"how numbers are stored and used in computers"
PostgreSQL is a widely-used open-source relational database that offers an easy playground for examining how number representations affect data storage, query performance, and internal mechanics. Behind its declarative SQL interface lies a complex system deeply tied to how it encodes, stores, and manipulates numbers.
PostgreSQL supports a wide array of numeric types: integer
, bigint
, real
, double precision
, numeric
, and more. These types determine byte-level storage formats, CPU usage, and precision guarantees. For instance, numeric
uses a variable-length packed decimal representation that avoids floating-point error, ideal for financial calculations. In contrast, double precision
offers performance and range at the cost of potential rounding error.
Strings (i.e. text
types) are stored with variable-length encodings like UTF-8, and indexing them with B-trees or GIN involves hashing or lexicographic numeric comparisons of those encoded byte sequences.
PostgreSQL stores data in 8 KB pages of tuples, which are its internal representations of rows. Each tuple starts with a header including metadata like xmin
and xmax
, which are transaction IDs - unsigned 32-bit integers that are used in PostgreSQL's Multi-Version Concurrency Control (MVCC) system. This integer-based system governs visibility and concurrency without locking, but also introduces quirks like transaction ID wraparound, where the finite number space of a 32-bit integer becomes a cyclic ring.

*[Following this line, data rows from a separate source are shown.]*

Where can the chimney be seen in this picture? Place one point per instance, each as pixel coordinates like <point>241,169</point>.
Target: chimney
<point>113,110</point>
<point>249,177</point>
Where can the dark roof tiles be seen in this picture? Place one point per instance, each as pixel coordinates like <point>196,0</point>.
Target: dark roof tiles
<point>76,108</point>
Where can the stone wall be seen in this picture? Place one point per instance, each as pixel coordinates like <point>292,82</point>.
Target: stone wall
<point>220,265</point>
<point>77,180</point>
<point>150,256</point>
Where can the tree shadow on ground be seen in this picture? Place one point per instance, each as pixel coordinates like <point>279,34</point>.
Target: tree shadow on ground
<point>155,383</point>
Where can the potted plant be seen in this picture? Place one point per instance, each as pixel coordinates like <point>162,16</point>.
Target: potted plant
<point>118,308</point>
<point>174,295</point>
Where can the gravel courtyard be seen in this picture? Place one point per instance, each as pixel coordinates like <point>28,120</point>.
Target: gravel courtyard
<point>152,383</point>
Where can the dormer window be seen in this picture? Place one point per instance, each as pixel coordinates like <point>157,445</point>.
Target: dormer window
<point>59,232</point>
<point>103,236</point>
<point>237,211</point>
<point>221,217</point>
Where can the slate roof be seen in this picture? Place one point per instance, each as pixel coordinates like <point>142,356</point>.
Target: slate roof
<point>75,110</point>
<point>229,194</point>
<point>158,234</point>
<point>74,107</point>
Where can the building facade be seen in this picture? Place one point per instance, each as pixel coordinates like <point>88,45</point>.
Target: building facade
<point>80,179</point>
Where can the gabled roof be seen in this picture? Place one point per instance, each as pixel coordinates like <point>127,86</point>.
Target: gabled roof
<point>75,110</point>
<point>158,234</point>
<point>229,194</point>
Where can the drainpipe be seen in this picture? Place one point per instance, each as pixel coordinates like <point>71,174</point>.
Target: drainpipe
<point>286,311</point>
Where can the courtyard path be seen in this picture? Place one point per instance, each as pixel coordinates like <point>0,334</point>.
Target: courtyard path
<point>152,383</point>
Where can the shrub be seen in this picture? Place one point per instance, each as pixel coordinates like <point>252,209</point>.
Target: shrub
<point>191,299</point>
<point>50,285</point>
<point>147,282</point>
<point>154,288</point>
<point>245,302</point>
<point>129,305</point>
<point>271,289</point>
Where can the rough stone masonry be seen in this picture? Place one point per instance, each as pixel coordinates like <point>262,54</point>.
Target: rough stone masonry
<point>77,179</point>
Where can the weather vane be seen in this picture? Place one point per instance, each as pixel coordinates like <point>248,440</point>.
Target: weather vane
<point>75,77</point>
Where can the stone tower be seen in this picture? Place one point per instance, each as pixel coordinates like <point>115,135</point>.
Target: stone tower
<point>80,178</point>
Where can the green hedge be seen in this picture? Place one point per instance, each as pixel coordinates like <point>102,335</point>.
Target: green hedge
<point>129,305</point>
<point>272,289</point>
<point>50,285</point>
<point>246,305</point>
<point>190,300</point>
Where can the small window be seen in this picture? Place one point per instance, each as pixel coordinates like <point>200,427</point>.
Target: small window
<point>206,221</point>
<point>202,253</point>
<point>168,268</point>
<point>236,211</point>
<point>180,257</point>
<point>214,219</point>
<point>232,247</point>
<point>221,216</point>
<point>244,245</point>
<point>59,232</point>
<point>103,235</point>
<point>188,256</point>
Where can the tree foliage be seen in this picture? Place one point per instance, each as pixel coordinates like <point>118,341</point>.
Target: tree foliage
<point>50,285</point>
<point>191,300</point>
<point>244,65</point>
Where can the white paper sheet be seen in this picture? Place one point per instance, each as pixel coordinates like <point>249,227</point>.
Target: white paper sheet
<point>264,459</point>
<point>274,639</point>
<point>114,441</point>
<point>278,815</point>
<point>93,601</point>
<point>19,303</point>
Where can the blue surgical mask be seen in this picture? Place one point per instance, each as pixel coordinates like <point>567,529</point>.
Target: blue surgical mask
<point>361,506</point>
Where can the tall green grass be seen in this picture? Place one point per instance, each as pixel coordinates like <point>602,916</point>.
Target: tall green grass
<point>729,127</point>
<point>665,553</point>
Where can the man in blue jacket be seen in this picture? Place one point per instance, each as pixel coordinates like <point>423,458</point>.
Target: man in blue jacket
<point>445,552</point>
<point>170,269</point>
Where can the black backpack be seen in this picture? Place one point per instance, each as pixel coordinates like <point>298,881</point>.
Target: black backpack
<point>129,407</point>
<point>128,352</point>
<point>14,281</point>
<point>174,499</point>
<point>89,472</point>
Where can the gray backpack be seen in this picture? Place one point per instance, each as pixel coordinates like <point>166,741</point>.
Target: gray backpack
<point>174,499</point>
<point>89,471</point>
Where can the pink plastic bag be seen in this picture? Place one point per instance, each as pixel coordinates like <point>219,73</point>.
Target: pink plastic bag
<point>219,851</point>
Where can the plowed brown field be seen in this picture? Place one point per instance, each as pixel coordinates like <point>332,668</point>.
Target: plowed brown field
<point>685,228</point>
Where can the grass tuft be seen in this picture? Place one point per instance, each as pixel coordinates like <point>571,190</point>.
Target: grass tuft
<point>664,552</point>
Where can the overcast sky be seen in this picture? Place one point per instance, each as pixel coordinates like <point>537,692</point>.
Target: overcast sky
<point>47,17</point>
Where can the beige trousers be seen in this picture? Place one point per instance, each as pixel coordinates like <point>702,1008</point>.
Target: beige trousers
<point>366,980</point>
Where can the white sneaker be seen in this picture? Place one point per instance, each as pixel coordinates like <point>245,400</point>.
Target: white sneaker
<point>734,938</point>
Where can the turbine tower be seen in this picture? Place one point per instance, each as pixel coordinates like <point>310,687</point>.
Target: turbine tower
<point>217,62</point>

Integers and floats are aligned according to architecture rules to maximize CPU cache efficiency. This means the physical layout of a row isn't always an exact match with its logical schema — it may include unused padding bytes to maintain proper alignment, impacting storage size and performance.
Indexes are a pure expression of number manipulation. A B-tree index in PostgreSQL is a binary structure that stores keys in order using the type's comparison function. For numbers, this is usually straightforward, but for types like numeric
, comparisons are more expensive due to arbitrary precision. That's why indexing numeric
fields can be slower than int
or float
equivalents.
PostgreSQL's statistics system also relies on numerical analysis. Each column has histograms, most-common-values lists, and null fraction estimates, which are numeric summaries used by the query planner to predict row counts and choose optimal plans. These predictions affect everything from whether to use an index to whether to sort in memory or on disk.
Even write-ahead logging (WAL) and replication revolve around numbers: Log Sequence Numbers (LSNs) are 64-bit integers representing byte offsets in the WAL stream. PostgreSQL's recovery and replication mechanisms use LSNs to determine where to resume reading or writing, and these numbers must be compared, stored, and manipulated efficiently across various storage layers and time windows.